In the Mouth of Madness Synopsis: With the disappearance of hack horror writer Sutter Cane, all Hell is breaking loose…literally! Author Cane, it seems, has a knack for description that really brings his evil creepy-crawlies to life. Insurance investigator John Trent is sent to investigate Cane’s mysterious vanishing act and ends up in the sleepy little East Coast town of Hobb’s End. The fact that this town exists as a figment of Cane’s twisted imagination is only the beginning of Trent’s problems.
Release Date: February 3rd, 1995 | Runtime: 1 hour and 35 minutes | MPAA Rating: R | Coolthulhus Earned: 5
In the Mouth of Madness Review
Have you read Sutter Cane?
I can’t believe that it took me so long to watch this movie. It has practically everything I love in it: Lovecraft, Stephen King, and a ton of references to look for and spot and conjecture about. In short, I’m very disappointed in myself for not watching it sooner. In my defense, I had no idea it was even about a book, so, there ya go.
I loved the plot to it. It was creepy and took many unexpected twists and turns. Reality itself gets distorted in interesting ways that did not come across as cheatery and contrived. It also raises some interesting questions about readers and the free will of the characters in fiction.

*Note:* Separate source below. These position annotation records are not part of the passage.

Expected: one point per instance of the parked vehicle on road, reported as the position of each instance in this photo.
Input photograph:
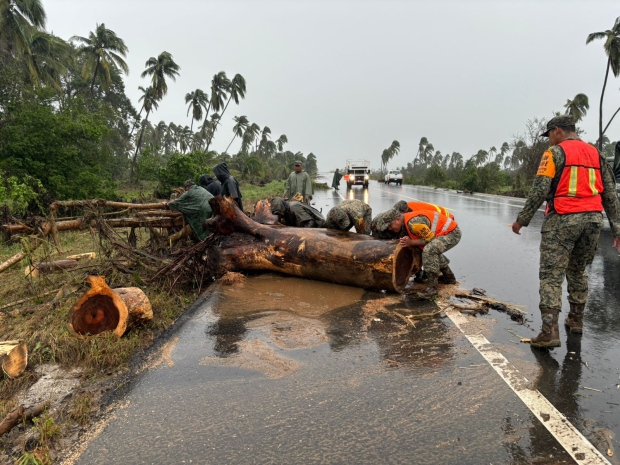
(394, 176)
(358, 173)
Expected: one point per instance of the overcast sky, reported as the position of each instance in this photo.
(342, 79)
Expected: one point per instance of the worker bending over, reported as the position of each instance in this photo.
(297, 214)
(350, 213)
(435, 234)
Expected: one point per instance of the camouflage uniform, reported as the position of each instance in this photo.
(380, 223)
(568, 242)
(297, 214)
(350, 213)
(433, 257)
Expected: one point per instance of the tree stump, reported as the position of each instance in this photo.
(14, 357)
(104, 309)
(323, 254)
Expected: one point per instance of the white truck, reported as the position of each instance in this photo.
(394, 176)
(358, 173)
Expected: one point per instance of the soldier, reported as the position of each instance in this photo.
(435, 234)
(577, 184)
(350, 213)
(297, 214)
(299, 182)
(336, 179)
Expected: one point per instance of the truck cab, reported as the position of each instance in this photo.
(358, 173)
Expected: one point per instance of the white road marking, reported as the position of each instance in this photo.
(560, 428)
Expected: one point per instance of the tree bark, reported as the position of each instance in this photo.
(322, 254)
(14, 357)
(104, 309)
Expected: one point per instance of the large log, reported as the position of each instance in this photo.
(14, 357)
(166, 221)
(322, 254)
(104, 309)
(49, 267)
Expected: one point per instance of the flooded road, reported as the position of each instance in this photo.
(285, 370)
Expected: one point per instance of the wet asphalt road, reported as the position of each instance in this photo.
(283, 370)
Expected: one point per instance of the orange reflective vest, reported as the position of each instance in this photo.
(417, 206)
(440, 224)
(581, 184)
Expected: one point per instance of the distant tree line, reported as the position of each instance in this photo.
(68, 129)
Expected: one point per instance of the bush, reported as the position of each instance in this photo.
(21, 195)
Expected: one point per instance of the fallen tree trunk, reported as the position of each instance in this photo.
(75, 225)
(106, 203)
(104, 309)
(14, 357)
(322, 254)
(49, 267)
(20, 414)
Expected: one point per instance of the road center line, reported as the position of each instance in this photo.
(560, 428)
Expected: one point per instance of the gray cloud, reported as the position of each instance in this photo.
(344, 79)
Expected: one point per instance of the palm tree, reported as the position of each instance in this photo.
(159, 69)
(49, 57)
(280, 141)
(241, 124)
(421, 146)
(150, 102)
(612, 49)
(237, 91)
(102, 50)
(197, 101)
(18, 18)
(577, 107)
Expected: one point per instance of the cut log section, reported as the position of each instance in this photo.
(104, 309)
(14, 357)
(322, 254)
(49, 267)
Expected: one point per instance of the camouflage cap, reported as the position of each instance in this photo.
(401, 206)
(558, 122)
(339, 219)
(382, 221)
(278, 204)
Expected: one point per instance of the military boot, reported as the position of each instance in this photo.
(550, 334)
(431, 290)
(574, 320)
(447, 277)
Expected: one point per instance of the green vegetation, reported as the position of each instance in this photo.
(68, 130)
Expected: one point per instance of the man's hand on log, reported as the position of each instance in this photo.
(406, 242)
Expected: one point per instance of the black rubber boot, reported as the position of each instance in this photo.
(421, 277)
(431, 290)
(447, 277)
(574, 320)
(550, 334)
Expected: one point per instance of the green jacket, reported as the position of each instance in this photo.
(194, 204)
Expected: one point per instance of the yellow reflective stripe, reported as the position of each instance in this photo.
(572, 183)
(593, 181)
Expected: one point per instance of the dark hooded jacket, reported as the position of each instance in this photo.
(211, 184)
(230, 186)
(297, 214)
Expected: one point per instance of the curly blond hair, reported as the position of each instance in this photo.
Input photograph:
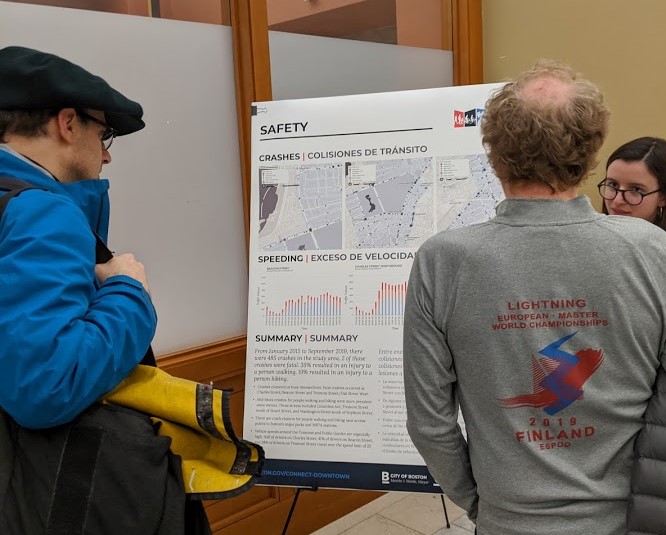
(545, 136)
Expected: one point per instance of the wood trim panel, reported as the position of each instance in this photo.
(447, 24)
(467, 42)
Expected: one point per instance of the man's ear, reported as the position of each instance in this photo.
(65, 124)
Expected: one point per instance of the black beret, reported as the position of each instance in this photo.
(34, 80)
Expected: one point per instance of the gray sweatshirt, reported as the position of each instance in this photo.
(545, 325)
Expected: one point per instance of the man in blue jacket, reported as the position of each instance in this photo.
(71, 327)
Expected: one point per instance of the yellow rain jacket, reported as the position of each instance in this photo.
(215, 462)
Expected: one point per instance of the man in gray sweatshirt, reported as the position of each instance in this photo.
(544, 325)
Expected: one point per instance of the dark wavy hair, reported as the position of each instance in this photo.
(652, 152)
(554, 142)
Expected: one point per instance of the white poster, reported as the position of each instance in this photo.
(344, 191)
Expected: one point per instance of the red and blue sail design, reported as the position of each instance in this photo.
(558, 377)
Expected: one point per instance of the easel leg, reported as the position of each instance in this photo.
(446, 513)
(291, 511)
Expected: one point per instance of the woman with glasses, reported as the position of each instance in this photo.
(635, 183)
(635, 186)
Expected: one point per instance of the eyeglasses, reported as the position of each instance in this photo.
(632, 197)
(107, 135)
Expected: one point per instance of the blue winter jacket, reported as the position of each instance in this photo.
(65, 340)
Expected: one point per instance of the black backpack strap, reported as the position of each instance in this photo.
(103, 254)
(74, 481)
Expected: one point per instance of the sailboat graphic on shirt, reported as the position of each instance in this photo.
(557, 377)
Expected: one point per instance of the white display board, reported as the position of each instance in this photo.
(344, 191)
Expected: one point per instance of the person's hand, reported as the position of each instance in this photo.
(124, 264)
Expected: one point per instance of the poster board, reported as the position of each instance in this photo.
(344, 191)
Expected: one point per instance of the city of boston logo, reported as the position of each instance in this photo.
(462, 119)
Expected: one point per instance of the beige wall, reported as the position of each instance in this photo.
(618, 44)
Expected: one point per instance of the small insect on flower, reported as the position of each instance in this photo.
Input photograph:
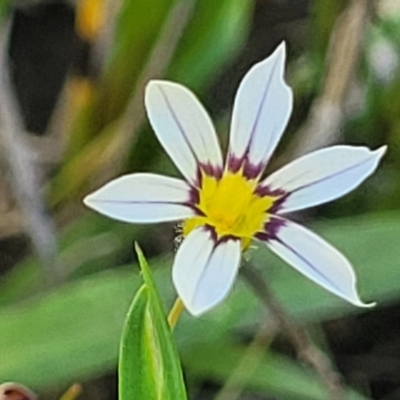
(225, 205)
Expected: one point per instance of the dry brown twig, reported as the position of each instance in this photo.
(327, 112)
(321, 128)
(298, 336)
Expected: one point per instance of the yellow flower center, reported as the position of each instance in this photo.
(231, 207)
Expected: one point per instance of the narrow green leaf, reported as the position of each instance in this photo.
(149, 366)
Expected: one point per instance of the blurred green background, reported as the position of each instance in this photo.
(72, 117)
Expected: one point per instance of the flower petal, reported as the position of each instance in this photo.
(261, 111)
(204, 270)
(143, 198)
(323, 175)
(183, 127)
(316, 259)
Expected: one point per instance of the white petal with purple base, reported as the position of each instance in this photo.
(204, 271)
(316, 259)
(143, 198)
(323, 175)
(262, 108)
(183, 127)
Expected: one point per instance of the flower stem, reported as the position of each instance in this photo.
(175, 312)
(298, 336)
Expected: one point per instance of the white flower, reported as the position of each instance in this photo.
(226, 205)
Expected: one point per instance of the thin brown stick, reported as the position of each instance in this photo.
(328, 111)
(298, 336)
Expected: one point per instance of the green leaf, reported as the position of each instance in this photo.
(149, 366)
(214, 35)
(72, 333)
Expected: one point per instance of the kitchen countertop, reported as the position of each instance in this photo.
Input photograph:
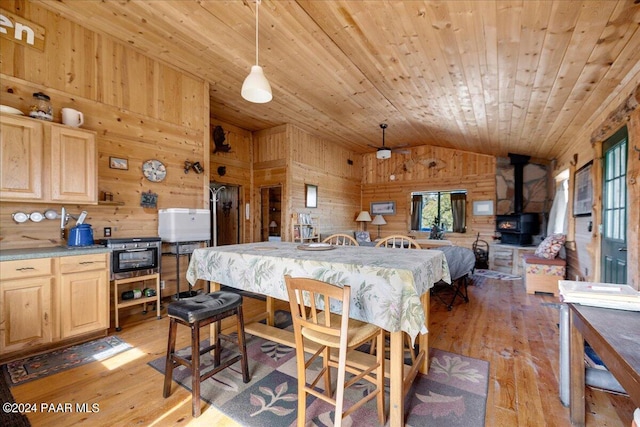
(51, 252)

Sorry, a small digression here. Just pretend for a moment that it’s true (c’mon, you can do it, you guys read horror and sci-fi. I know you have imaginations). That a fictional character is aware of what is happening to him or her. They realize this but can’t do anything about it. They are forced to live through whatever unimaginable horror the author can think of to inflict upon them. I can’t imagine anything more horrifying. I’m not really talking about meta-horror, exactly, because to me it’s a different kind of awareness.
Anyways, you didn’t read this to get my half-assed attempt at midnight psychology. You want to hear about the movie. It starts out with a bang and the pace keeps up until the last fifteen minutes or so. It does start to slow down a bit near the end but it’s a necessary slowness so it’s acceptable. The plot stays on point throughout without any digressions that don’t add to the movie.
The effects are top-notch and some really managed to give me the creeps. Some of the creepier ones are also the most simple. Maybe not simple to pull off but in the plot they’re somewhat minor happenings but add to the general atmosphere and general creepiness. The bridge into Hobb’s End. The changing picture. Simple, but very effective. And the creature effects? Excellent.
Sam Neill is very believable as the cocky insurance investigator, totally convinced he is the master of his own, cynical view of the world. Julie Carmen is very able in her role, if a little lat at times but since I’ve never seen her in anything else I’m not really sure if that was an acting choice or her typical acting ability. Jürgen Prochnow is perfect as the “author” of the end of the world. Oddly enough, this is not the first time Jürgen has brought about the Apocalypse. The first time was in a movie called ‘The Seventh Sign” (which I’ll be reviewing soon). He’s perfect as the elusive Sutter Cane. Even the secondary characters are played well.
And of course, all the references. I’d love to point out as many as I noticed (and I’m pretty sure there’s more I didn’t) but since some are plot points I don’t want to spoil anything for you. I don’t like to assume that just because a movie is older then it’s ok to tell the whole story. Suffice it to say that there are many and Lovecraft and King fans alike will have many happy egg hunts.